Updated: May 21
King Arthur - His Impact
Part of the fun of exploring myths and legends is learning about how they got started. The story of King Arthur is so famous, so well known, that it feels like it has been part of our shared cultural zeitgeist since...forever. The early medieval King, destined for greatness and betrayed by his greatest friend and his wife. We've all heard the story, in one fashion or another. The cast of characters in the King Arthur legend is long - so many Knights, his tutor, Merlin; Lancelot and Guinevere, and his parents - Uther Pendragon and the Lady Igraine. But where did all these characters come from? Their origin is almost more interesting than the legend itself.
The Origins of the Legend
Back in 12th century, hundreds of years after Arthur would have supposedly lived, a monk named Geoffrey of Monmonth wrote his famous work, History of the Kings of Britain. In this work, Geoffrey writes that Arthur lived after the Romans left Britain (so around 410 AD).
Tricked into bed
He's the first to share the tale of Arthur's conception - where magic was used to trick his mother, Igraine, into letting Uther Pendragon into her bed (she was married to poor old Gorlois, ruler of Tintagel).

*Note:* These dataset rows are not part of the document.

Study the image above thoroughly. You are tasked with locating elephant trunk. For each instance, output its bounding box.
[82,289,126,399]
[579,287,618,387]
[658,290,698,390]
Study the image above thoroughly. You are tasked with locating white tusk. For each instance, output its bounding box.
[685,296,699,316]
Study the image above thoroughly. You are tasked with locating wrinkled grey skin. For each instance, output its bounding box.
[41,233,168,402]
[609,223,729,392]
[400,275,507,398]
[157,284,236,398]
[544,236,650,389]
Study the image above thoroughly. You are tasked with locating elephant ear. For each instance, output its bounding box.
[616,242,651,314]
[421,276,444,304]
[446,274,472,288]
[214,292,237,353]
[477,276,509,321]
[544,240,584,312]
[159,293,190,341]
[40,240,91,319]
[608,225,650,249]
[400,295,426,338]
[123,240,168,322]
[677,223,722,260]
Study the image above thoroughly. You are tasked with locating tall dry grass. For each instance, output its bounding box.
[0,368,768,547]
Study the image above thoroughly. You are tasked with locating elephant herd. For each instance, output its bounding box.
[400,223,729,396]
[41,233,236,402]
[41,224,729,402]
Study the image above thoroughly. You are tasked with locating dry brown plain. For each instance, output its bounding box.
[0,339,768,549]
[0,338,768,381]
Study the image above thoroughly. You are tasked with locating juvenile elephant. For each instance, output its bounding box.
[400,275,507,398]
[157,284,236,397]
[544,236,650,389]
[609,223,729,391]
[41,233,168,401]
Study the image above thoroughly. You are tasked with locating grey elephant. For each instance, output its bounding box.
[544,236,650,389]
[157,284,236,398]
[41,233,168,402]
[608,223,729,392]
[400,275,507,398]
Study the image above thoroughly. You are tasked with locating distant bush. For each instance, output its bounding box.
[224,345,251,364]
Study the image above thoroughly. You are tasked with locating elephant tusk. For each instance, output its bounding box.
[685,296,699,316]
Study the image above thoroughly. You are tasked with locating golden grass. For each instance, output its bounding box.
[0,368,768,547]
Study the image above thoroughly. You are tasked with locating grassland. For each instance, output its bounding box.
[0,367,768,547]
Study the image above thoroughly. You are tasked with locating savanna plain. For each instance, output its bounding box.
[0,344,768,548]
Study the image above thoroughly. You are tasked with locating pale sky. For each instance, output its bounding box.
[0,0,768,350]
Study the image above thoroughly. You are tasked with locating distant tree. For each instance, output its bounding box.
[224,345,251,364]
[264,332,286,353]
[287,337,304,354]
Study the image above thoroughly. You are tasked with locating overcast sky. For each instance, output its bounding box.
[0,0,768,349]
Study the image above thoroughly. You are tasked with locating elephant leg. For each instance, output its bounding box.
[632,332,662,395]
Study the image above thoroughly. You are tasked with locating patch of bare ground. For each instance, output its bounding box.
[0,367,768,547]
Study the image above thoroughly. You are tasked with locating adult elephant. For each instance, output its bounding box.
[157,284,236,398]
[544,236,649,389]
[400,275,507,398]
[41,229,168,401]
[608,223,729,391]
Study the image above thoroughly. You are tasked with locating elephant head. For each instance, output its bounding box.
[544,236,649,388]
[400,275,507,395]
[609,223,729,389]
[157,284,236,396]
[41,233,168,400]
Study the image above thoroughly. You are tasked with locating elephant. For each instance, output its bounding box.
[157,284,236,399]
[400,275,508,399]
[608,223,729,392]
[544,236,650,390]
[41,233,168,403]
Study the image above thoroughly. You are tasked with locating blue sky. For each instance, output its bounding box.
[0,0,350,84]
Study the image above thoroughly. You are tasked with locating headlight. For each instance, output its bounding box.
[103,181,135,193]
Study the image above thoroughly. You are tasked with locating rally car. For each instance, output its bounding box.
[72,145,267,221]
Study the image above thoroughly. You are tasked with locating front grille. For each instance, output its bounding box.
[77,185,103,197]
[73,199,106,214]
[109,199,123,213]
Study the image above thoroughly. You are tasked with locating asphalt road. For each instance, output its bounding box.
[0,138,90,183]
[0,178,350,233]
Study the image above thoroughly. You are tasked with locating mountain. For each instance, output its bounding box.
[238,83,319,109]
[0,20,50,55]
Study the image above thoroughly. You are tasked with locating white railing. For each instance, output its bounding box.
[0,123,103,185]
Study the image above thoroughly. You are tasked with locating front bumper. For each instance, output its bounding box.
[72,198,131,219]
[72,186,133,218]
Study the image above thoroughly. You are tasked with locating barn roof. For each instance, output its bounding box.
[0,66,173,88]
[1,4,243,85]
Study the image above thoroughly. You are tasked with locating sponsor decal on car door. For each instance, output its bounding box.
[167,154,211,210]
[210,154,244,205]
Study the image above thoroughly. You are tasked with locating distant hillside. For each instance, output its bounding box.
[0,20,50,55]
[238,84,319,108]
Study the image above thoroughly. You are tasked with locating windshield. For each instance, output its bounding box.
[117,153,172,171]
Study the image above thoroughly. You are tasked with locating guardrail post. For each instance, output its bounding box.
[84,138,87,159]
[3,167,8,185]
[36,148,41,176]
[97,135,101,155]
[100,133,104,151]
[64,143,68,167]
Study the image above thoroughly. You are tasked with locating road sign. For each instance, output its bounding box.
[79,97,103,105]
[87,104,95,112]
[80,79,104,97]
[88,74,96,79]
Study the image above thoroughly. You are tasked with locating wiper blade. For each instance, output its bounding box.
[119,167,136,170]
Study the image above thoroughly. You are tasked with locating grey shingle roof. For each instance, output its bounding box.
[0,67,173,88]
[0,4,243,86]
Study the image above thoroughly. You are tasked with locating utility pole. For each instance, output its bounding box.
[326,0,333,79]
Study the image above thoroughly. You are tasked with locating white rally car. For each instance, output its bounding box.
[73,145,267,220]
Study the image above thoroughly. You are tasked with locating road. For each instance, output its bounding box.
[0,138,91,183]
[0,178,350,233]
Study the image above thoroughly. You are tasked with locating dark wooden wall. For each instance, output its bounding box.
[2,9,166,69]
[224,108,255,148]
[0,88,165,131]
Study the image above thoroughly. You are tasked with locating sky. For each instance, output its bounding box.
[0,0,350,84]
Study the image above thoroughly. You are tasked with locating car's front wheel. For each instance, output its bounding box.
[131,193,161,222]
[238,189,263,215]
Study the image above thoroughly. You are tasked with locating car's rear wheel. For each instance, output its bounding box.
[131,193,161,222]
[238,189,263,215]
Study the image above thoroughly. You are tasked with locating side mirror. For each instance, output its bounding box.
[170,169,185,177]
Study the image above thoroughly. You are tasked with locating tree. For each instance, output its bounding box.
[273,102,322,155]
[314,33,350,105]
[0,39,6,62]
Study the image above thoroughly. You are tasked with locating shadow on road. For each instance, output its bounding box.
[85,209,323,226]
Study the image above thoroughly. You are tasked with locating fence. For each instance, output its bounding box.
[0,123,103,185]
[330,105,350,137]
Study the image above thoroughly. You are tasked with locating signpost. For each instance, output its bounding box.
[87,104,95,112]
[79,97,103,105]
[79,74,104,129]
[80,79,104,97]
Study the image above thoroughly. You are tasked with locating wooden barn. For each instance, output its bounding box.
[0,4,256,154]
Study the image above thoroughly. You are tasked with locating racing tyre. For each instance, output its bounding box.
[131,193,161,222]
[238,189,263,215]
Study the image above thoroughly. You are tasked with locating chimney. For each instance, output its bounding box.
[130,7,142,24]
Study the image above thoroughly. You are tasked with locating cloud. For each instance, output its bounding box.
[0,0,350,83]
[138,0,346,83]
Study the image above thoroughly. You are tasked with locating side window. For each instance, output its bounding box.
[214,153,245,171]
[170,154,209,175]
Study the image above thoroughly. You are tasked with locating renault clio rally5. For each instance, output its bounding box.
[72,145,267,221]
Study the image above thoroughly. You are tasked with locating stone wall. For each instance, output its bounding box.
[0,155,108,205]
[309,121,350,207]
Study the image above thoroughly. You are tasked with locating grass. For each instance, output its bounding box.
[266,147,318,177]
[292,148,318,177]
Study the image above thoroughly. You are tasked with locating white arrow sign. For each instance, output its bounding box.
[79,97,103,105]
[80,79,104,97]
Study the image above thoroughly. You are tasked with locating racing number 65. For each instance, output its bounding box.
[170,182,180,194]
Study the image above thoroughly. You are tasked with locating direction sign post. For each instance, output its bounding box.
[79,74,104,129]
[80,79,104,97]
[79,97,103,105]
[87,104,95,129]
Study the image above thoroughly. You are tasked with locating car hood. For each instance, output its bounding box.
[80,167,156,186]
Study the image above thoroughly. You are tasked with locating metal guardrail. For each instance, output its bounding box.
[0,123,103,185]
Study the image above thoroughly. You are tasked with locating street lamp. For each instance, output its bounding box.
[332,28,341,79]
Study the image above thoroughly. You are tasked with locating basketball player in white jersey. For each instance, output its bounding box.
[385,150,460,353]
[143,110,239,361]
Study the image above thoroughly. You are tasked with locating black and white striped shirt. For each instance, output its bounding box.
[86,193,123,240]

Despite some other references in earlier works, the tale as we know it starts with Geoffrey and whether he was leaning heavily on earlier work or making it all up over his cup of ale, who can say for sure; previous works being lost to history. He does seem to have borrowed a few names from Welsh legends but like any good reinvention, he adds his own flavor and his story inspired others down the road who added to the tale (including Chrétien de Troyes, who added the love triangle of Lancelot and Guinevere).
Who was Igraine?
But what do we know about Igraine? I mean, after all, she's the inspiration for The Dark Lady of Tintagel, and has appeared in many other Arthurian novels.
According to our pal, Geoffrey, Uther fell madly in love with her and that is why he catfished with magic to become Gorlois for a night so he could be with her. Through this rape, Arthur is conceived. Gorlois, understandably upset, battles Uther and dies, leaving Uther free to marry Igraine.
That all sure doesn't sound like a happy ending for poor Igraine. The stories vary on when she dies, if she spends time with Arthur, and what her marriage to Uther was really like.
Part of what makes Arthurian legends interesting is the women who weave throughout the tale, showing different facets and flaws.
What we can learn from her story
Igraine interests me the most because her life goes off the rails through no action on her part and she is left to pick up the pieces. How does she make peace with what was done to her? Did she love Gorlois? What hopes would she have had for her life if it hadn't been snatched away from her?
A new retelling of the myth
In The Dark Lady of Tintagel, Igraine isn't married to Gorlois - she is the daughter of the King of Cornwall and has a duty to the Kingdom, a duty that is directly at odds with her heart. She has some tough choices to make and like the original Igraine, some things happen that are out of her hands - how will she handle the deceit of others? We'll find out.